Governor George W. Bush appointed Kress to the Education Commission of the States where he began to push these reforms nationally.

Subsequently, Governor Perry asked Sandy Kress to Chair the Commission for a College Ready Texas and serve on his Competitiveness Council. In both roles, Kress pushed policies designed to help prepare more young Texans for postsecondary success, thereby improving their prospects in life as well as strengthening the overall economy in the state.

Kress has served as a Fellow at both the Bush Institute in Dallas and the Hunt Institute in North Carolina, where he has worked on major national education reform initiatives.

In addition, Kress has served in numerous capacities nationally, including reading, writing, and speaking on behalf of education reform and serving over most of the past decade on the committee that nominates finalists for the Broad Prize for best urban school district.

Sandy Kress has said: “We’ve spent almost 25 years in productive work that has helped raise student achievement and begun to close the pernicious achievement gap.
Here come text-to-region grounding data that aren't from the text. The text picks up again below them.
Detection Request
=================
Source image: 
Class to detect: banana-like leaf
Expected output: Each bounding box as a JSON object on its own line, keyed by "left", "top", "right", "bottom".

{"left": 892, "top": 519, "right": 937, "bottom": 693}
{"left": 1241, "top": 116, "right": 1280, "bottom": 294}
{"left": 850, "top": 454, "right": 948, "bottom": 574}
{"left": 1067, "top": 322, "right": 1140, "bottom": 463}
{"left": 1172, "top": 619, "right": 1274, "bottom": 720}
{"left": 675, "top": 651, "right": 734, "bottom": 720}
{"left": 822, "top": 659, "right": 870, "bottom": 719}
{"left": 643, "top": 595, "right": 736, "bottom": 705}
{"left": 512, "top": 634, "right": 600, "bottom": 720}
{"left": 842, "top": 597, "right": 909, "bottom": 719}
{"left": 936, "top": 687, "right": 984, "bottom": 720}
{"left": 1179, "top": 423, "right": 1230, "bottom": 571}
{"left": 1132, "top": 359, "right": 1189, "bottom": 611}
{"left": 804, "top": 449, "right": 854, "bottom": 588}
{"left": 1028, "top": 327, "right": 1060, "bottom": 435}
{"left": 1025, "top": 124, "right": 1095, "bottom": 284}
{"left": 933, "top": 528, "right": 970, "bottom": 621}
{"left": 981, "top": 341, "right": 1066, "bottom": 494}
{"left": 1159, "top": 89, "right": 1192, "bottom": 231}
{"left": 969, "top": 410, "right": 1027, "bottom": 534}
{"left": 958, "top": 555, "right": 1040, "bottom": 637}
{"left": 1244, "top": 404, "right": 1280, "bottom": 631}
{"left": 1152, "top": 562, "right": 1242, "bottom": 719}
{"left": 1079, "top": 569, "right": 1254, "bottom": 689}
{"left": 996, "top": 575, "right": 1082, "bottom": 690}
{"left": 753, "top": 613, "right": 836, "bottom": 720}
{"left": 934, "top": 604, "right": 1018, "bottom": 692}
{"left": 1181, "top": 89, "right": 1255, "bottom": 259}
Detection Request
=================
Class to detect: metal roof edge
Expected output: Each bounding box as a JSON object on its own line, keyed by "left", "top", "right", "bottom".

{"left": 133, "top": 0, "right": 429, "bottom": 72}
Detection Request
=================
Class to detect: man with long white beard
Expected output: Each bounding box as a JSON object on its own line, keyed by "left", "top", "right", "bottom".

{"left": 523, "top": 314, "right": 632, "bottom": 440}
We need to resist calls to return to the policies of yesteryear. We could very easily stall or actually lose ground. That would be a tragedy.”

Sandy Kress is now turning most of his time, energy, and spirit to the study and teaching of sacred texts and other religious topics. This engagement has begun with a major endeavor to teach the entire Torah cycle with an adult Bible study class at the Westlake Hills Presbyterian Church in Austin, Texas.

The posts here include the handouts at each of the classes during the year. All materials, including the lesson plans for, and audios of, the classes can be found atwww.thirdwell.org. The teacher’s notes can be found at www.slideshare.net/sandykress.

Also, the posts include blogs on each Haftarah portion from the Prophets and, more recently, blogs on favorite proverbs.

4 thoughts on “About Sandy Kress

  1. Sandy, I think you know how much I respect your intellect and work. I will be 79 in January and have spent more than 60 years as a teacher, professor, author and editor, all in education. If I have learned anything, it is that there is no one path for all children. I have seen schools that remind me of the 1950s, I have seen schools that have kept up with technology, and I have seen “schools” with no classrooms (Dennis Littky – $25,000,000 in Gates money), and they all succeed when staffed by bright, committed teachers who work far beyond traditional hours, love kids, and care deeply about their students’ life circumstances. You are extraordinary, but I know of no narrow-gauge test that would reveal your many talents. Accountability must be greatly expanded to get at what different schools are trying to achieve. We do have a right to know that we are spending our money wisely.